This current event was one of those jinxes designed to upset a weekend just before another Thanksgiving holiday. I was convinced that not only was I slated to face a physically uncomfortable weekend or longer without heat, but that I could likely expect resolving the problem would result in major furnace repair costs. How disappointing to much later discover I brought this all on myself. I can’t blame the equipment, an incompetent service person, some other household member, or even a pet.

The work week had not been exempted from requiring my involvement in emotionally filled situations with patients and family members. They were necessarily having to make major life changing decisions limited by choices, none of which were desirable. I welcomed the week ending.

Finally, on my way home I made a brief stop to purchase some fresh vegetables and fruit featured at one of my local farmers market type grocery stores. My mouth salivating from the colorful food’s visual stimulation, I was primed for dinner and spending the remainder of the evening engaged in mentally relaxing activities. First I would wind down with PBS financial reports followed by national and International news, then Bill Moyer’s habitual thought provoking weekly program.

I had long since perused the now quite old news from my daily newspapers delivered to my driveway about 5 A.M. early that morning. Even then their news was old, but I still enjoy holding a newspaper in my hands, scanning the pages, sometimes settling in to read more in depth some respected writer’s perspective about some issue. What grabs my attention lately are the ongoing investigations into monies paid to individuals associated with our California Public Employees Retirement (PERS) pension plan investments. I read with disgust some more excessive consulting monies being paid, financial greed going on, as some other cities, counties and States have discovered within their own similar pension plans, but I digress.

My default mode in many instances when I bypass reading, television, other activities is to seek my computer’s screen and keyboard. That night I violated my commitment to myself to go to bed at a reasonable hour, meaning before midnight, or at least right after Charlie Rose’s PBS TV show ended at 12:30 A.M. but I finally retired. When I awakened much later Saturday morning I delighted in lounging in bed, then performing my regular exercises and listening to L.A.’s one remaining all news radio station, KNX. Instantly, I hear the latest local, national and international news including sports headlines, weather and freeway driving conditions. If I want more in depth information on any story, I make note and can refer later to the Internet.

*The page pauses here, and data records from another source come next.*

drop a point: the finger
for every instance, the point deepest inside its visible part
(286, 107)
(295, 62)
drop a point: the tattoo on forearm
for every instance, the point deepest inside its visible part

Another radio conveniently located in my bathroom is perpetually tuned to National Public Radio (NPR) allowing me to enjoy their fare on every visit. I’m inclined to believe I listen to this station more since I’ve gotten older. I don’t think it’s my imagination that I perceive myself taking more frequent excursions to this increasingly popular room in my house and lingering there longer. A couple more radios in other rooms, including one old-fashioned dial radio that also plays cassette tapes, allows me to extend whatever program fare I might choose to follow further when I leave those back rooms.

Saturdays and Sundays KNX airs two special several hour long shows, portions of which I occasionally hear. The first program is a call-in cooking show conducted by former caterer, Melinda Lee. Everything you might ever want to know and information you might never have thought of to ask is discussed either by her, call-in listeners or on her web site. She almost makes me want to cook some previously untried by me foods as a consequence of the serious but fun manner in which they’re discussed. I wish she had been on the air years ago when I was cooking more.

Her program is followed by “Make It Work” with Jeremy Anticouni and Tim Conway, Jr offering the latest tech news, other technical information and support with their on-air program and after-the-show webinar (that’s a live listener participation Internet interaction.)

Lolling in bed debating with myself about when I would arise, I began to notice my bedroom felt much colder than usual. This realization occurred somewhere in the middle of Melinda Lee’s resolving one home cooks concerns about how to prepare sweet potato fries prior to Thanksgiving Day and another caller’s query about what kitchen pan could be used to bake some fancy concoction since he didn’t have the exact one specified in the recipe. The remainder of her show and that of Jeremy’s and Tim’s became background commentary for me as my actions necessarily began focusing on the house heating question.

I slid out of bed, slipped on some shoes, walked across the room to stand beneath the wall register situated above the master bath doorway. My arm reached upward with outstretched fingers to just above the register’s edge. Yes! There was air coming out, but it felt rather cool. I turned and walked out into the hallway to the thermostat (without my reading glasses) but could determine the temperature was heading toward 60 degrees, lower than where I had it automatically set to turn on. I moved the thermostat settings to jog any possible interior mechanisms sticking, but detected no appreciable change in the furnace function.

A few years ago I elected to keep my semi-automatic thermostat when our son offered to install a new completely automatic digital unit shortly after his Dad died. I just remember hastily thinking I don’t want anything new, nothing changed until I can become more familiar with the status quo. Now, I was thinking, I should have let my son put in that new unit, as I bent my head slightly to check the settings for first the air conditioning and then the heat. I squinted my eyes to better see those small printed words. Even though they weren’t clearly visible the settings on each seemed to be appropriate. A few trips back and forth to feel the register air, then alter the thermostat A/C and heat settings, listening to the furnace sounds confirmed no change, no heat.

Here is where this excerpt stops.